Ma is charged with conspiracy to gather and communicate U.S. national defense information to a foreign nation. He worked with his late brother in California to send secrets to agents of China’s Ministry of State Security.
“Alexander Ma betrayed his adopted country and his own sworn secrecy oaths, which he solemnly entered into while employed as an officer of the Central Intelligence Agency,” wrote Sorenson in a Sept. 6 filing.
Ma conspired with his late brother, and “multiple intelligence officers of the People’s Republic of China, to provide classified U.S. intelligence information to the Shanghai State Security Bureau, a provincial branch of the PRC intelligence services responsible for, among other things, foreign intelligence collection.”
“Ma is nearly 72 years old with attendant health concerns. Despite this, he has agreed to serve 10 years’ imprisonment. The government views his willingness to accept responsibility under these circumstances as a mitigating factor,” wrote Sorenson. “In addition, Ma’s advanced age makes him unlikely to reoffend.”
After his guilty plea May 24, Ma “took part in five lengthy, and sometimes grueling, sessions over the course of four weeks, some spanning as long as six hours, wherein he provided valuable information and endeavored to answer the government’s inquiries to the best of his ability,” wrote Sorenson, noting that Ma cooperated with no promise of credit for cooperation. “While Ma at times appeared to minimize his culpability, he ultimately took ownership of his conduct and provided useful assistance to government agents.”

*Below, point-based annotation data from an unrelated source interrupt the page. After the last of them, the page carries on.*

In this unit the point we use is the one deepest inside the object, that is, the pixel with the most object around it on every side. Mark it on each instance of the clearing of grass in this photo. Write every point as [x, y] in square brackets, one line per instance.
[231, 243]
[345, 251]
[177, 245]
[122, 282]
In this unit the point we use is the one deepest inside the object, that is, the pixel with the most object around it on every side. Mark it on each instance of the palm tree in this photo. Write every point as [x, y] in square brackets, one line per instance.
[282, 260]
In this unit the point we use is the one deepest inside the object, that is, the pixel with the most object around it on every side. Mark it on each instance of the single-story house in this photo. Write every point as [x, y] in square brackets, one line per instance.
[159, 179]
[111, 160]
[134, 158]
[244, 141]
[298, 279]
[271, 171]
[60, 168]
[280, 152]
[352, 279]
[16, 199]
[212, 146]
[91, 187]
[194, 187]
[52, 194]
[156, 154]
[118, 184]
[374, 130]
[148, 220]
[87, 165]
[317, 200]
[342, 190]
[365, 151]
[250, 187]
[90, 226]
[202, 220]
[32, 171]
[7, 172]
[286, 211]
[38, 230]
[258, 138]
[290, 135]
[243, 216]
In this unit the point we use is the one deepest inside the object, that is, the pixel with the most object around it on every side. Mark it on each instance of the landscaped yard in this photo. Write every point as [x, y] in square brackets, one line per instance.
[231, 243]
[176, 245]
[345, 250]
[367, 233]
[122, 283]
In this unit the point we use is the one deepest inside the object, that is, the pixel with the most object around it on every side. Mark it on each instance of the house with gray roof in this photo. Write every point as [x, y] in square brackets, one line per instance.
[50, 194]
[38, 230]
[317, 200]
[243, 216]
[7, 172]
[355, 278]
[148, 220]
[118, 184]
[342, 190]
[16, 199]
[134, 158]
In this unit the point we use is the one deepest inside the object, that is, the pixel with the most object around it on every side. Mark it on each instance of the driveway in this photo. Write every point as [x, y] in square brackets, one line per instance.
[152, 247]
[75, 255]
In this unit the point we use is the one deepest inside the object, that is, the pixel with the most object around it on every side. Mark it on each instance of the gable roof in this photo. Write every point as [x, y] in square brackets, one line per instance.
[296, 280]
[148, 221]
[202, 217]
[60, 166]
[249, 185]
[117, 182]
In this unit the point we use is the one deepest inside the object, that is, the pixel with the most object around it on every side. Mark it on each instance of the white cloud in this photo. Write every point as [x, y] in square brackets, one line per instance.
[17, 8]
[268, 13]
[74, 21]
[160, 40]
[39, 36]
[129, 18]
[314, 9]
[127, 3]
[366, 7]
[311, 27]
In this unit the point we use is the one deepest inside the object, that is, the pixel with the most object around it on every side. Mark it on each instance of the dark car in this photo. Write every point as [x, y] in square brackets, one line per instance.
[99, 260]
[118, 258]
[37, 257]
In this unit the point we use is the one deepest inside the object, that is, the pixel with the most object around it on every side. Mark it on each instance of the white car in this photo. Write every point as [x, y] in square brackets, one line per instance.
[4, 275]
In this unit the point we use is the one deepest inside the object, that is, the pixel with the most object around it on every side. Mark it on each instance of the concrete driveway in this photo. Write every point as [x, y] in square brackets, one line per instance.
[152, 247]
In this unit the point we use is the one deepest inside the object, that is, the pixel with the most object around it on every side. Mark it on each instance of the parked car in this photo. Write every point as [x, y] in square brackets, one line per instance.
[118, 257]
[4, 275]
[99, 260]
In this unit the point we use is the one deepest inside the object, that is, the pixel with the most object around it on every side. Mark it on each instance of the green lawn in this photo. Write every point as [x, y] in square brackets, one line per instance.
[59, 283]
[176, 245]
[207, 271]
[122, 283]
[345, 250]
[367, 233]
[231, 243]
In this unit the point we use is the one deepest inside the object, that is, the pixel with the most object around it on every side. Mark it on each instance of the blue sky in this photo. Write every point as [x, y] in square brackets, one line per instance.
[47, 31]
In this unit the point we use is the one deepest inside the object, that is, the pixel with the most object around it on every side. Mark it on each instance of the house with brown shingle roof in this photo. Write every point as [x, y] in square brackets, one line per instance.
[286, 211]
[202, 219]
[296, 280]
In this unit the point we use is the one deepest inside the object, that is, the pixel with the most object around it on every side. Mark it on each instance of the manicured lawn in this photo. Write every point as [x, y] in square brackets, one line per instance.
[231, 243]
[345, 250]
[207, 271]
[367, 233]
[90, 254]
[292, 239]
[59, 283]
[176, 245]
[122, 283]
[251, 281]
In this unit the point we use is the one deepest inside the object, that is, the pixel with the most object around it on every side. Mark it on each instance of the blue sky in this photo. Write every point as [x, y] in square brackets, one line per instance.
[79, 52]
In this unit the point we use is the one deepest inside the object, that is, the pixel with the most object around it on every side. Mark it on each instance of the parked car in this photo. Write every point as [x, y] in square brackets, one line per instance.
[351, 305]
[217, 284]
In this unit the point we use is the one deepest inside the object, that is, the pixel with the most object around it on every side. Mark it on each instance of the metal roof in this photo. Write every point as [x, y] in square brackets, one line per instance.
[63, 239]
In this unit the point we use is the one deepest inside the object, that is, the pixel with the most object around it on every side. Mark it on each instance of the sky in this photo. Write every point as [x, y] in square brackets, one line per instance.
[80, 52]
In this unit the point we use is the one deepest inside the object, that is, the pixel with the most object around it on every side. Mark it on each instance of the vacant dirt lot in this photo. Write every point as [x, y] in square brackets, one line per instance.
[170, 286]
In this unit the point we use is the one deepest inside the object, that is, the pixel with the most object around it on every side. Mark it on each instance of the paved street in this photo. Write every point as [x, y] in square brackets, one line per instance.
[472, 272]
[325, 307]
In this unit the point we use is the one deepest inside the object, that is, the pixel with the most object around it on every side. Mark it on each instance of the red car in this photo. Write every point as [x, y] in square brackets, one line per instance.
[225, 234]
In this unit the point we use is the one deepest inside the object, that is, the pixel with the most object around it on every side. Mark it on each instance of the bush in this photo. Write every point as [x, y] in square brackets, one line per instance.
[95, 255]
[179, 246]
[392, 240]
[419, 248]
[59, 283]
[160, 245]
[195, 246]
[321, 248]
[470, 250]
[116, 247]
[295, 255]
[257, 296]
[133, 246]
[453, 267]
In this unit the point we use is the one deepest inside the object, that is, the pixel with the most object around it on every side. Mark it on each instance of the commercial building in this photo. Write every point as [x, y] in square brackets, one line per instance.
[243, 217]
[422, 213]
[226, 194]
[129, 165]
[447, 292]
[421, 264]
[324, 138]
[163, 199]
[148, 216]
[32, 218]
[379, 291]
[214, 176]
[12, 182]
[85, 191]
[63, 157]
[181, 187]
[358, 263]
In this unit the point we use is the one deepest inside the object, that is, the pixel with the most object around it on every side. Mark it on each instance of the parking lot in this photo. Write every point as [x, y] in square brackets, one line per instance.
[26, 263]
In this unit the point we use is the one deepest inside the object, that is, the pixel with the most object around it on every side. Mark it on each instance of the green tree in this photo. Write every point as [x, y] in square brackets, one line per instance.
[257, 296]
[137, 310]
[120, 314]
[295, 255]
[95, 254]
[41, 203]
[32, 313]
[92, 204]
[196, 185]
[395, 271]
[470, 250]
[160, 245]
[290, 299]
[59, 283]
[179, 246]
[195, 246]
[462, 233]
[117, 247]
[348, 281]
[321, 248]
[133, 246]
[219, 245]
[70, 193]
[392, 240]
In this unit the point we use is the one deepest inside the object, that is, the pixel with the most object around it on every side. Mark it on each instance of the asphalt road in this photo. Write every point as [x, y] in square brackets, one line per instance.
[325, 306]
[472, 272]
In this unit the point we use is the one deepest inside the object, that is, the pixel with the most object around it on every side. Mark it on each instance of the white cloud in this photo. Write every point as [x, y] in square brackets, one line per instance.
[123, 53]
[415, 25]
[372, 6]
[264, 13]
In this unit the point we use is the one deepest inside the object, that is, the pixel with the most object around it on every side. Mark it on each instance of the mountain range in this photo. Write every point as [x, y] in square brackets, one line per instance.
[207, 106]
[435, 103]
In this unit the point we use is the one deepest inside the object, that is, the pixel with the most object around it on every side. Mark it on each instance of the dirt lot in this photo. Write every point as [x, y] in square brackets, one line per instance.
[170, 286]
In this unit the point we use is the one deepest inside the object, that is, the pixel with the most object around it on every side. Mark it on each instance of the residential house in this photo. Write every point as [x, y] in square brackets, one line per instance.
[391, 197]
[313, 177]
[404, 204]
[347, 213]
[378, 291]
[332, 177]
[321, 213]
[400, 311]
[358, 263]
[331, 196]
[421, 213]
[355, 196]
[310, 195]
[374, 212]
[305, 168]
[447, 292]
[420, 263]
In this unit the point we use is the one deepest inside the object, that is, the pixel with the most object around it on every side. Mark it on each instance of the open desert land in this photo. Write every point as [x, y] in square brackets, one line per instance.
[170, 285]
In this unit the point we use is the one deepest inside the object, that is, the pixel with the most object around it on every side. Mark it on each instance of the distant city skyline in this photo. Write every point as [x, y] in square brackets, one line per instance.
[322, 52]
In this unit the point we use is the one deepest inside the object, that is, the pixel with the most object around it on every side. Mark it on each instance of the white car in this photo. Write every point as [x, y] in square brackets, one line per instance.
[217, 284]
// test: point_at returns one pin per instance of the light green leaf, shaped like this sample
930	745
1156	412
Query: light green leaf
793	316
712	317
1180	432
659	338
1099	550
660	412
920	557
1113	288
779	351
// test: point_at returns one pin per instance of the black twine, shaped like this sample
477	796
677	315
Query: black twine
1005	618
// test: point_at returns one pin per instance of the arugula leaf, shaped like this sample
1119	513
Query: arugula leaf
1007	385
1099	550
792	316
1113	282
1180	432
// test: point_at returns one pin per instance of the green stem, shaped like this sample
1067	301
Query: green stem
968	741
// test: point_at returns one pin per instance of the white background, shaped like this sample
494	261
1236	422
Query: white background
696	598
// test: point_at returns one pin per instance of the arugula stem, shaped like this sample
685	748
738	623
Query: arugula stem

Ma is a naturalized U.S. citizen who was born in Hong Kong and moved to Honolulu in 1968 where he attended the University of Hawaii, according to federal court records. He had a condominium in Hawaii Kai and a home in China, where he also maintained at least one bank account.
Ma joined the CIA in 1982 and was assigned overseas, including China postings, until he resigned in 1989.
Ma and his brother allegedly disclosed to Chinese agents “CIA international operations, including the covers for CIA officers and activities; cryptographic information used in classified and sensitive CIA communications and reports; the internal structure and organization of the CIA; the identities of CIA officers and human assets; CIA’s staffing practices and technical departments; and CIA’s operational trade craft, including secure communication practices,” according to an Aug. 18, 2019, motion to detain Ma without bail.